Yeah there is a bit of nostalgia for me, admittedly. Modern canvas with a decent lib can produce flash-like/flash-superior content but the tooling is aimed at engineers while flash was aimed at creatives/general public (imho), hence why we got so much trash (accessability) but also why we got so much incredible stuff (again, accessability)
Maybe everyone and their uncle had a website back then too but today everything is soaked up and formatted for profit by a select few (fb, google, tiktok, ...)
Yeah, they won because they made things easy imho. Lower barrier to entry === higher user base. I would contest your 'everyone and their uncle had a site' comment, though - for flash you still had to be 'in the know' or curious of how the flash games/animations were made, and then be inquisitve and resourceful enough to get yourself a 'copy' of your preferred flash ide, then figure out how to package/host/etc. Sites like livejournal/tumblr are more akin to what you are describing imo.
Just to clarify, everyone had a website but not everyobe had a flash game ofc. But, when you went to Bobs website he had links to other websittes (lots of peopke had like carousel links) and so on, and you stumbled upon horrors and gems alike...

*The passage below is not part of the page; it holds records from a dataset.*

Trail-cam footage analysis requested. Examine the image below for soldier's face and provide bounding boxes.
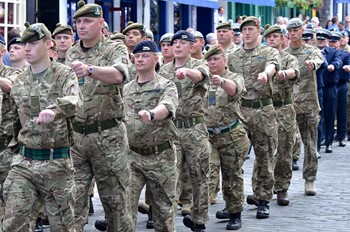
[329,40,339,49]
[125,29,143,48]
[190,38,204,55]
[340,36,349,46]
[265,33,282,49]
[161,42,174,58]
[287,27,304,42]
[233,34,242,45]
[303,39,313,45]
[55,34,74,53]
[207,54,226,75]
[317,38,328,49]
[216,29,233,45]
[75,17,103,41]
[134,52,158,72]
[24,39,51,65]
[241,26,260,45]
[172,39,192,59]
[9,44,26,63]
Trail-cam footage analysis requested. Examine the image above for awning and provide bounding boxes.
[164,0,219,9]
[226,0,275,7]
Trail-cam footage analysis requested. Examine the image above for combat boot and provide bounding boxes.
[146,206,154,229]
[277,191,289,206]
[256,200,269,219]
[138,202,150,214]
[305,180,317,195]
[183,214,194,230]
[226,212,242,230]
[95,219,107,231]
[193,224,206,232]
[246,195,259,206]
[215,207,230,219]
[34,217,43,232]
[292,160,299,171]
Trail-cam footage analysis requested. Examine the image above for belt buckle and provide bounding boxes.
[81,125,86,134]
[181,120,185,128]
[214,128,221,134]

We made it so whole programs and commercial games could run directly in your browser, and then package them with their own copy of Chromium because fuck you.

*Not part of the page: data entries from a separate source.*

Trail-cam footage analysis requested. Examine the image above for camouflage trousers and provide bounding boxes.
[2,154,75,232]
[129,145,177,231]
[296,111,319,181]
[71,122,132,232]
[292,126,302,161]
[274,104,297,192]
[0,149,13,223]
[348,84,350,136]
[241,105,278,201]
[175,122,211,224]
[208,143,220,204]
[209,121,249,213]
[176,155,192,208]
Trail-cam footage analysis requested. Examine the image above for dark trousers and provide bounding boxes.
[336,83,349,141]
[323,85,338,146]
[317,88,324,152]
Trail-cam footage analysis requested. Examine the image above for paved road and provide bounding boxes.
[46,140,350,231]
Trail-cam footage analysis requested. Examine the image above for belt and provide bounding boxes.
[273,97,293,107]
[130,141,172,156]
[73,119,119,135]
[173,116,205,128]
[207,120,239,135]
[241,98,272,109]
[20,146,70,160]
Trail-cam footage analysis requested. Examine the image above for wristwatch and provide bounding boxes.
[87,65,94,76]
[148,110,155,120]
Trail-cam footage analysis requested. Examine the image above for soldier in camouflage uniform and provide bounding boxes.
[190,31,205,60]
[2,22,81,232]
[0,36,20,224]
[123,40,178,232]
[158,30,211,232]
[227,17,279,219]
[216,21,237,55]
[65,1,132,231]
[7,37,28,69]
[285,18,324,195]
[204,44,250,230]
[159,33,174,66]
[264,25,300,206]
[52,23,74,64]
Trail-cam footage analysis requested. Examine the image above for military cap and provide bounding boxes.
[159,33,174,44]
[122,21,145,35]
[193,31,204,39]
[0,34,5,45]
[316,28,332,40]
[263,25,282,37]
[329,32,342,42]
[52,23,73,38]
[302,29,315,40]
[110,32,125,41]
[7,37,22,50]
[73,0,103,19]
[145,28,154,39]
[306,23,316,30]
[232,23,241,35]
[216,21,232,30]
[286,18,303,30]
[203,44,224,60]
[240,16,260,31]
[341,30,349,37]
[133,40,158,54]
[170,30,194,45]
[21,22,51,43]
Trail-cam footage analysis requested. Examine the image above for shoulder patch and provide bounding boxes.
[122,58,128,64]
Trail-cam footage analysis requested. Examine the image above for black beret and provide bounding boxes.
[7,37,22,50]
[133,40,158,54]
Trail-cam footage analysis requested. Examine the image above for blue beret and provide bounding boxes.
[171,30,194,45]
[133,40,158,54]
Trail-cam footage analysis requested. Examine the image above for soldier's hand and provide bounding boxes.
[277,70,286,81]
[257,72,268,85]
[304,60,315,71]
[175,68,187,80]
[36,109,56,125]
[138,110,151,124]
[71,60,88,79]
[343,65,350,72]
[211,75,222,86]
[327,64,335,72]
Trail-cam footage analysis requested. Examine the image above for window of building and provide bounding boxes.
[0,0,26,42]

Yeah but we have HTML5 now which is better than Flash ever was.
I'm glad Flash is dead. I got tired of having to constantly update it.
Edit: Also mobile gaming is the modern equivalent of Flash games. You just don't see it that way because you didn't grow up with it. I do miss the days when games could just be games without being heavily monetized, but there are still plenty of decent, simple mobile games available that don't have any microtransactions and thus heavily resemble the Flash games you played in your childhood. You just have to be willing to seek them out.
In some ways, sure. In others?
Trying to download HTML5 games sucks (there is no container format). Trying to play them locally sucks too (simple http server). If preservation efforts here can match how it has gone for Flash content, it'll likely be only thanks to web crawlers people are using now.
Vector graphics was a huge technical feature that (even if still technically possible) has been largely abandoned. Even ignoring visual style, it's less data to load (esp. w/simpler stuff). Particularly for animations (even a 1min18s clip is ~5x larger when rasterized), it seems silly to me that Google didn't attempt some sort of HTML5 vector video support (for an extreme example, see the 10-hour homestar runner complilations on YT) which could likely also be used (at least partially) for digital presentations. Vector being rendered natively at runtime means content creators(/platforms) aren't required to export/store videos in multiple resolutions (which for individuals, might just mean not supporting the higher ones).
Also, WebGL errors and Unity DRM making it even worse, though I'm not sure how much those are still present. Personally I have lost WebGL game data (unclear why, thankfully this isn't always important) more often than I ever remember with Flash.
Yeah I acknowledge modern web is superior to flash in another comment, but argue the accessability has gone down. Also I was not 'growing up with it,' I was getting paid to write actionscript, then as3, then as3 inside of adobe flex/eclipse.